El gran poeta y escritor salvadoreño Julio Enrique Ávila

Me refiero a Juana Inés de Asbaje, mundialmente conocida por Sor Juana Inés de la Cruz. Niña prodigio y mujer prodigio. ¿Qué querube plantó en los pensiles de la tierra ese rosal celeste? A poco de nacer, ya fue toda deslumbramiento, toda esencia de milagro. No fue nunca promesa, fue una anticipada realidad, una redoma colmada de maravillas. ¿Quién fue su maestro? ¿Quién le enseñó tanta ciencia, tanto conocimiento del mundo, si sabía más que los más sabios en su derredor? Ella misma y sólo ella misma. Esa fue su sed, su suplicio y su gloria: el ansia de saber. Y pobres fueron los manantiales para sus labios; y apenas gotas de cristal dispersas los riachuelos, para su sed.

Sor Juana es un caso psicológico notable, capaz de absorber por sí misma una extraordinaria cultura. Fue la mujer sabia, el fenómeno de su época, la décima musa del siglo; pero a la vez la ternura sincera y sentida, en la que brotaba como un humo hacia el cielo, la voz honda y exquisita del amor.

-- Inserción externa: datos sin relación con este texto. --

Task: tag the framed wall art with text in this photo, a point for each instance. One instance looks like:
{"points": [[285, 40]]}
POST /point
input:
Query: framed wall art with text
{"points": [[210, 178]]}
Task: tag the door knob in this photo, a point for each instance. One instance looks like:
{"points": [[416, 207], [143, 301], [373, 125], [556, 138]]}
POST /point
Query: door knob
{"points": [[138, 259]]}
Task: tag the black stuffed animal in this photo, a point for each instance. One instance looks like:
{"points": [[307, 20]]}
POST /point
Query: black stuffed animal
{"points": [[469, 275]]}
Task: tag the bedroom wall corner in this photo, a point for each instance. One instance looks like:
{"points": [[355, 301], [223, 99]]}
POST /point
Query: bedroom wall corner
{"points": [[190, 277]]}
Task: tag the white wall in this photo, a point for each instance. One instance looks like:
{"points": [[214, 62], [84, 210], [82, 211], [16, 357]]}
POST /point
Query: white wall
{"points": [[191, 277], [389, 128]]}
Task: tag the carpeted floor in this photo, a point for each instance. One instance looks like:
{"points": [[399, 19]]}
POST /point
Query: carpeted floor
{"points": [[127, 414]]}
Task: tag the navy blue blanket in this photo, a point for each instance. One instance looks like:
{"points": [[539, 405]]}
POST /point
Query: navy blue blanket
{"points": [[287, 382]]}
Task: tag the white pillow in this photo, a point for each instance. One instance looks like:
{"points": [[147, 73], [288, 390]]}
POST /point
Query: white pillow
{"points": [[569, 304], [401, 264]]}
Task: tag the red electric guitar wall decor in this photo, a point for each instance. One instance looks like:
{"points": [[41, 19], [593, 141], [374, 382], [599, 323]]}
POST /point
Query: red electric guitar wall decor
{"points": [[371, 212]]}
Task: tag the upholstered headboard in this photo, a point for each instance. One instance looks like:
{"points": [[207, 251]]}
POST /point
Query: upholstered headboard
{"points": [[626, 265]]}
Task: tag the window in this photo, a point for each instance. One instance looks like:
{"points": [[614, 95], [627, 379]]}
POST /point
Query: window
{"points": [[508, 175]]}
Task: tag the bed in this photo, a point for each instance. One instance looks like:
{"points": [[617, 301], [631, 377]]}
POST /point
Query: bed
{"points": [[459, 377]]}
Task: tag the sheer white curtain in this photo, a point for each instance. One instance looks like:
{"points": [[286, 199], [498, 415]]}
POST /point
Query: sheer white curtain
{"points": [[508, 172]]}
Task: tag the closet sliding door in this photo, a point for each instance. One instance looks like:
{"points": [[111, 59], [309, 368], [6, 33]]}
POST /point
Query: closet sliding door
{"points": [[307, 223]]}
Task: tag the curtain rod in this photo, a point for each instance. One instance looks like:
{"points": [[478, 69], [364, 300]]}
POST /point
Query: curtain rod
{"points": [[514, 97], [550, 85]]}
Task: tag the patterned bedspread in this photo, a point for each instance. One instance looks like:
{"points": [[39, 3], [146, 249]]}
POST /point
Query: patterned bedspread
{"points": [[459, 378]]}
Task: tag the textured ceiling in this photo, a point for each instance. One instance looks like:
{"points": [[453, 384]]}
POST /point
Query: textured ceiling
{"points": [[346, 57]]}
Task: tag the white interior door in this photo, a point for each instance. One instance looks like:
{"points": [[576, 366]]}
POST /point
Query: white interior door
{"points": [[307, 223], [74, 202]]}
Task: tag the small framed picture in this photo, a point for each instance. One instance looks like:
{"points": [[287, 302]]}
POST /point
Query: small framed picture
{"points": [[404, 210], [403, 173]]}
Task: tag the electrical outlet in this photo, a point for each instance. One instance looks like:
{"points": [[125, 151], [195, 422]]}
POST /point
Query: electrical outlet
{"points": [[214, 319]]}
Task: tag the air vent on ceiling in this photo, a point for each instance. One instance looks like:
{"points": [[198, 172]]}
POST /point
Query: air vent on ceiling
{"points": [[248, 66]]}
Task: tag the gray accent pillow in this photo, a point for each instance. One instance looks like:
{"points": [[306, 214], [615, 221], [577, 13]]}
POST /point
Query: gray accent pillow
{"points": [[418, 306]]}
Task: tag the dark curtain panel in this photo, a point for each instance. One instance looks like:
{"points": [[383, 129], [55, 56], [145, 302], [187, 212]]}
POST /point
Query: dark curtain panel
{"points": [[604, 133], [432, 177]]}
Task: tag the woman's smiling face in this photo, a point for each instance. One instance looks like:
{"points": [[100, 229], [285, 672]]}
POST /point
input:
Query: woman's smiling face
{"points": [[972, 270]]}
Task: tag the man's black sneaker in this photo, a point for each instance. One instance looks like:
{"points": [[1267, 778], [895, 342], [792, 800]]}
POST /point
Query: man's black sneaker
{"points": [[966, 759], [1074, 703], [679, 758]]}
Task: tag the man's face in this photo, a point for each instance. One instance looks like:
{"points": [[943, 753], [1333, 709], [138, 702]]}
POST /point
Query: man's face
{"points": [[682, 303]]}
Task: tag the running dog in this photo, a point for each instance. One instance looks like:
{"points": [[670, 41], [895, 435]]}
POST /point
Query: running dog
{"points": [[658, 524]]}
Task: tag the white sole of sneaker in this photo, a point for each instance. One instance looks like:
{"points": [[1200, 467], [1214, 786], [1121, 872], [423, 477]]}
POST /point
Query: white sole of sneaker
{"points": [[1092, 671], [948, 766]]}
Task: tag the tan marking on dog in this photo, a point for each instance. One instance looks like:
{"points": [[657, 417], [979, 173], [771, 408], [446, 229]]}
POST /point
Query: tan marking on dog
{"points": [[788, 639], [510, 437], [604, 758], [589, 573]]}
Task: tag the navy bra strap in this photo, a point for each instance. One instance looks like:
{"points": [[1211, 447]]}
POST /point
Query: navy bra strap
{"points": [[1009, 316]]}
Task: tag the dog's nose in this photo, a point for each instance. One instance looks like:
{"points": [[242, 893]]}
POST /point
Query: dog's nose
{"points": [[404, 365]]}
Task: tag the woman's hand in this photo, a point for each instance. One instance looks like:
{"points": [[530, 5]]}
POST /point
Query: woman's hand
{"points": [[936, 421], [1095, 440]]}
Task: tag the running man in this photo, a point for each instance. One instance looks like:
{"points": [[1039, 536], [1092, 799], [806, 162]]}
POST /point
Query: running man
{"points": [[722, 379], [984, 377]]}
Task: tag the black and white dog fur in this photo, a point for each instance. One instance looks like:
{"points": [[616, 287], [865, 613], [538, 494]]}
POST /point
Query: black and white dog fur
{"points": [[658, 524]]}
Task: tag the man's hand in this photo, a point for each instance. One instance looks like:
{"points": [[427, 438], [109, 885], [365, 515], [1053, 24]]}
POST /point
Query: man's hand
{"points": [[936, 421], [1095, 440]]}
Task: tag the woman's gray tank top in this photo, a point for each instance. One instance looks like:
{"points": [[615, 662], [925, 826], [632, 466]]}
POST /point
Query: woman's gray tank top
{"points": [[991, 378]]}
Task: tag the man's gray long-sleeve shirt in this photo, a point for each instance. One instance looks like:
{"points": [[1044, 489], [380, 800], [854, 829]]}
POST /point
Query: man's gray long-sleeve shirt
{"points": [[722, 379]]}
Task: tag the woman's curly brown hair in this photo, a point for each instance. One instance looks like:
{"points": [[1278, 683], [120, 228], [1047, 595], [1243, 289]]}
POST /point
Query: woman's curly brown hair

Ávila, en su primera publicación sobre Sor Juana Inés de la Cruz

Pero con estar tan alabada de todos, ni la adulación ni los éxitos ensombrecieron su gesto afable como un arrullo; los conocimientos la tornaron más comprensiva para las miserias humanas, más paciente para sus defectos. La pedantería no penetró jamás su epidermis de mujer fina, nacida para encantar. Para sus hermanas de claustro fue siempre el pañuelo que enjuga las lágrimas, el mohín que hace alegre la tristeza. Cuando pasaba por los sombríos corredores se sentía un murmullo de sonrisas, el revolar de su toca parecía ir dando los “buenos días” con sus alas blancas, y en sus manos milagrosas, que aquietaban los enojos y las penas, el alma parecía derramársele por la punta de los dedos….

Nació el 12 de noviembre de 1651, en una plácida alquería, con cactos y nopales, dormida en la falda de los volcanes. San Miguel de Neplanta, en la altiplanicie mejicana, a los pies del Popocatepetl y el Iztacihuatl, que mantienen, según la leyenda, un amor trágico que no ha podido apagar la nieve. La niña prodigio se llenó de luz de altura, y así como la nieve se vuelve luminosa al recibir el sol, ella se volvió luminosa. Y sin embargo era una florecilla, una florecilla montañera, pura y fuerte, para aromar entre las rocas. A los tres años, sabía leer y escribir, y era tanta su pasión por el estudio, que rogó a su madre le permitiese asistir a la escuela, vestida de varón. Sus padres, inquietos por no disponer de medios para colmar las ansias de la niña, la mandaron junto al abuelo, quien poseía una inmensa y rica biblioteca, golosina inagotable para el paladar de la flor montañesa. Por sus manos ávidas, pasaron volumen tras volumen; y en la penumbra hechizada de los anaqueles, más de una vez fulguraron juntos los cabellos dorados de la nieta y los mechones blancos del abuelo, no para ver pasar el desfile de fanfarria guerrera, como en el poema de Darío, sino hundidos en el misterio, en la búsqueda de la verdad eterna. Le bastan veinte lecciones de latín para conocer la lengua, que, con su dedicación, domina al poco tiempo con maestría. Y así como en un juego, sin darse cuenta, fue adquiriendo lo que la ciencia humana había acumulado, con un ansia jamás saciada.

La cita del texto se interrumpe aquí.